Containerize the security pipeline tools

[bitkeks]

As an operator, I want to run the security pipeline tools in containers so that they can easily be deployed in a CI/CD pipeline like Zuul.

Belongs to epic #525.

Definition of Ready:

• [x] User Story is small enough to be finished within one sprint
• [x] User Story is clear and understood by the whole team
• [ ] Acceptance criteria are defined
• [ ] Acceptance criteria are clear and understood by the whole team

Definition of Done:

• [ ] All acceptance criteria are met
• [ ] Changes have been reviewed
• [ ] CI tests have run successfully
• [ ] Documentation has been updated
• [ ] Release Notes have been updated

[90n20]

We have reviewed and tested the available official containers for the proposed tools.

• ProjectDiscovery (Naabu, httpx, nuclei) => DockerHub site. Official containers are updated on each mayor release of the tools, ensuring that they are being run in their latest versions. They are fully functional and integrable into the proposed pipeline.

• OWASP ZAP => Zap Docker. There are 4 active official containers: stable, weekly, nightly and bare. We found that the most reliable ones are weekly, as it provides core and addon updates in a weekly basis (avoiding problems of everyday builds) and bare, as it is a small version of the stable one , ideal for CI environments, but lacking testing scripts.

• Greenbone Community Edition => Containers. Greenbone Community Edition does not run on a single container, in fact, it is a distributed service architecture, with each service running in a dedicated container. This could be a problem to integrate the tool in the pipeline due to its complexity and size, especially regarding its feed updates that are available on a daily basis. At this point, we are investigating three possible solutions:

  • Deploy the tool in the pipeline as it is, with all its services and containers. In this approach, a persistent volume will be needed in order to store the feeds and keep them on their latest versions (as they are updated daily, another pipeline could be used to maintain the feeds on the volume updated). This will add complexity and extra build time.
  • Use a non official single container image, like Immauss (licensed as AGPL-3.0). It allows to perform a full scanner with only one container that includes all services and their requirements. The image itself contains a ready to use feed database and it is updated weekly.
  • Develop our own single containerized solution. This will involve research, development, integration and testing in exchange of more control of what is being during the scans.

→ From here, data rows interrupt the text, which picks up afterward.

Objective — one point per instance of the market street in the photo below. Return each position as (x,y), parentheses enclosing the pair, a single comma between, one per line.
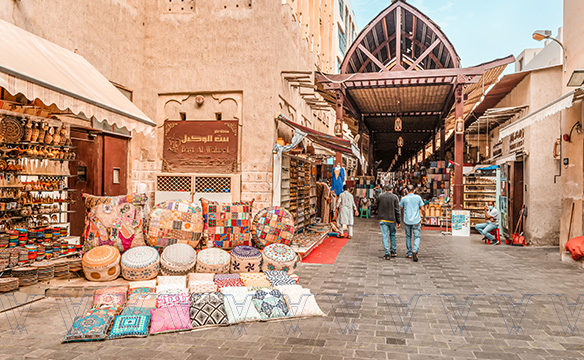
(448,265)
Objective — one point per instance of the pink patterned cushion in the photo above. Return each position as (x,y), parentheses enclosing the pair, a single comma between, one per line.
(170,319)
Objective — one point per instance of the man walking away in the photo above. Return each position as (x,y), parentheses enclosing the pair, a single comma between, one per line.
(492,216)
(389,215)
(412,205)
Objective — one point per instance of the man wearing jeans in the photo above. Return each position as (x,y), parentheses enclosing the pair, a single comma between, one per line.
(492,216)
(389,216)
(412,205)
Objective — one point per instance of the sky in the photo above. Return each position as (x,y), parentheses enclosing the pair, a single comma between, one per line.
(480,30)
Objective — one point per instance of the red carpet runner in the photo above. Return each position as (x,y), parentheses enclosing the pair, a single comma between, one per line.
(327,252)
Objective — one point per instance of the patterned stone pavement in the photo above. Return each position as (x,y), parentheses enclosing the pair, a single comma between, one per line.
(365,319)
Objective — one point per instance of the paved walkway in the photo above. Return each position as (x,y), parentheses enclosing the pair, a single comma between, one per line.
(442,326)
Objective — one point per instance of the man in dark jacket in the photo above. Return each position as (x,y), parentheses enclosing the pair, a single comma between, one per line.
(389,215)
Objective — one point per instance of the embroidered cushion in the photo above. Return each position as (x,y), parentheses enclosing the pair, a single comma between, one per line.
(116,221)
(130,326)
(245,259)
(178,259)
(208,309)
(272,225)
(279,257)
(238,305)
(170,319)
(270,304)
(175,222)
(101,263)
(88,328)
(140,263)
(213,260)
(227,225)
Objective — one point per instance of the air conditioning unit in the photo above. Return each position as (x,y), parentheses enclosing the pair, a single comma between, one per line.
(192,187)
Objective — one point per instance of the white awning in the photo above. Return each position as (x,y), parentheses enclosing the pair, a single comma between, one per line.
(561,103)
(40,69)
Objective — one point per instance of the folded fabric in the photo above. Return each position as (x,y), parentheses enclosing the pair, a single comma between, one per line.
(130,326)
(170,319)
(270,304)
(238,305)
(208,309)
(88,328)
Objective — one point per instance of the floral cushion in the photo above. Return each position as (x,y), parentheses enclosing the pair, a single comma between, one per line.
(130,326)
(208,309)
(88,328)
(170,319)
(238,305)
(227,225)
(270,304)
(116,221)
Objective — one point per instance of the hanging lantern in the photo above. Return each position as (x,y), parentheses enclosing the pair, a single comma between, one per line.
(398,124)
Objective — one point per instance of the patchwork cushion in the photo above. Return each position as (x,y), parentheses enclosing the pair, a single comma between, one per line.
(227,225)
(101,263)
(272,225)
(238,305)
(88,328)
(208,309)
(175,222)
(245,259)
(279,257)
(170,319)
(213,260)
(178,259)
(130,326)
(270,304)
(116,221)
(140,263)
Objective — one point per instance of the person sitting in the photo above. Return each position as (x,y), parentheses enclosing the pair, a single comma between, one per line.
(492,216)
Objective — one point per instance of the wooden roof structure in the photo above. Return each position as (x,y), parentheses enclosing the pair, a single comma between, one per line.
(403,65)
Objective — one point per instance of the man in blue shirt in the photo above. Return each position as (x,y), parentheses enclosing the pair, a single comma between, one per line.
(412,205)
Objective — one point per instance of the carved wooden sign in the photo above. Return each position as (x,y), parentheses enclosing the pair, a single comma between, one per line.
(200,146)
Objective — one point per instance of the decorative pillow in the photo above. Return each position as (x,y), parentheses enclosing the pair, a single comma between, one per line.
(130,326)
(279,278)
(227,225)
(208,309)
(301,302)
(272,225)
(88,328)
(173,222)
(116,220)
(173,300)
(255,280)
(170,319)
(270,304)
(228,283)
(136,311)
(238,305)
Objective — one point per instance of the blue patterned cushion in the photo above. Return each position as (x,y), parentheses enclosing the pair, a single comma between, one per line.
(270,304)
(130,326)
(88,328)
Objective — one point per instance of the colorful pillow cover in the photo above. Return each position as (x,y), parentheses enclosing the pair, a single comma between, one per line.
(208,309)
(227,225)
(270,304)
(170,319)
(130,326)
(88,328)
(115,220)
(173,222)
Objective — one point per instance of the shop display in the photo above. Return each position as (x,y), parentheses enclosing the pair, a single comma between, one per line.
(272,225)
(279,257)
(140,263)
(174,222)
(245,259)
(178,259)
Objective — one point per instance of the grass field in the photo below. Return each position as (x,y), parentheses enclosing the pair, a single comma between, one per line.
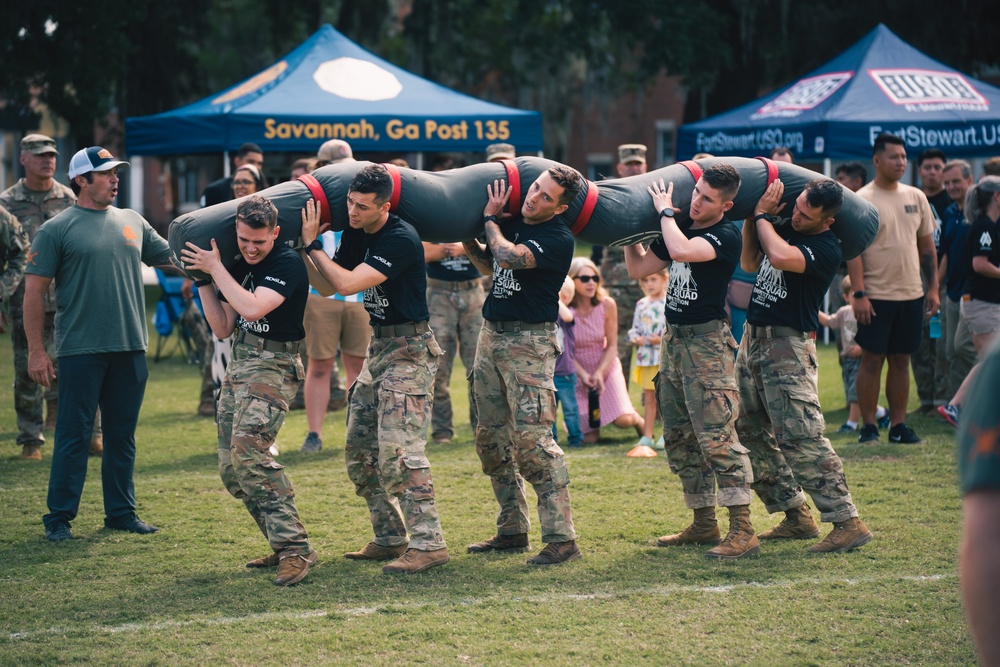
(183,596)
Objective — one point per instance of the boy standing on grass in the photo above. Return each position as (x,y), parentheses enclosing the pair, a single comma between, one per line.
(264,301)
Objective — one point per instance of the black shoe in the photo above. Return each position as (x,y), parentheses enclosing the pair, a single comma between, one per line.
(904,435)
(58,532)
(868,433)
(130,524)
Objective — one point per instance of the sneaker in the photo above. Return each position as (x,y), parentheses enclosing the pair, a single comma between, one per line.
(903,434)
(293,569)
(868,433)
(415,560)
(313,443)
(556,552)
(130,524)
(948,412)
(58,532)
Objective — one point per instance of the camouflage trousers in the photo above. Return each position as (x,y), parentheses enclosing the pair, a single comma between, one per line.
(626,296)
(388,415)
(29,396)
(699,403)
(456,316)
(782,425)
(516,401)
(252,406)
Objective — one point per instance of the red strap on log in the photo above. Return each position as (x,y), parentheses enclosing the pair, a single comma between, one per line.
(316,190)
(583,217)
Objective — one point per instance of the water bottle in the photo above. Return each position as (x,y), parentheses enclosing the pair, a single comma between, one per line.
(594,408)
(934,327)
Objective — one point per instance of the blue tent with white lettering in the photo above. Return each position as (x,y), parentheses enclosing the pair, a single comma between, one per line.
(881,84)
(329,87)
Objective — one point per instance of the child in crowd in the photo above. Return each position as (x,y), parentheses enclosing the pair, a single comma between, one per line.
(850,355)
(565,373)
(646,332)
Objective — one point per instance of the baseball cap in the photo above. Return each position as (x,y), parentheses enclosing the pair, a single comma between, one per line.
(632,153)
(334,151)
(39,144)
(91,159)
(499,152)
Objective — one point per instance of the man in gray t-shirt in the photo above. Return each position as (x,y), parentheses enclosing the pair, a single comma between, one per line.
(94,252)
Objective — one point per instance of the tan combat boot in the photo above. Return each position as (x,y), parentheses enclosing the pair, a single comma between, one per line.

Additionally, we suggest to expand the proposed methodology and define two pipelines based on the tests done with the tools:

• Daily (Naabu + Httpx + Nuclei + ZAP Baseline Scan): Fast scan.
• Weekly, major commit or release (Naabu + Httpx + Nuclei + ZAP Full Scan + Greenbone CE): Slow and time intensive scan.

[bitkeks]

Regarding Greenbone / OpenVAS:

At this point, we are investigating three possible solutions:

Please follow solution 1, deploy it as-is from Greenbone.

Since we use full VMs, the creation of the GVM from Docker Compose should work. Then only the persistence of feed data is to be solved.

Please also evaluate the re-use of VMs in this pipeline, maybe we can even skip the creation of the VM from scratch.

[90n20]

Following the abovementioned solution and going deeper through the available Greenbone documentation on containers workflow, we have found that feeds are provided in their own container images, which are updated every 24 hours (as can be seen in Docker Hub logs).

With this in mind, when the pentesting pipeline job is triggered and Greenbone container architecture is deployed, via its docker compose file, latest images versions are pulled, hence including feed updates for that day.

However it still takes a bit of time for deployed services daemons to load the feeds into memory. As per our tests in a controlled environment, this time ranges from 15 to 30 minutes, time which we think is more than acceptable and should let us get rid of mantain persistent volumes or use extra pipelines to update the feeds.

The containers with feed updates are the following:

• notus-data
• vulnerability-tests
• scap-data
• dfn-cert-data
• cert-bund-data
• report-formats
• data-objects

[bitkeks]

Great work, thanks!

This looks acceptable to me as well. Let's continue with this approach and build the pipeline without persistent container storage.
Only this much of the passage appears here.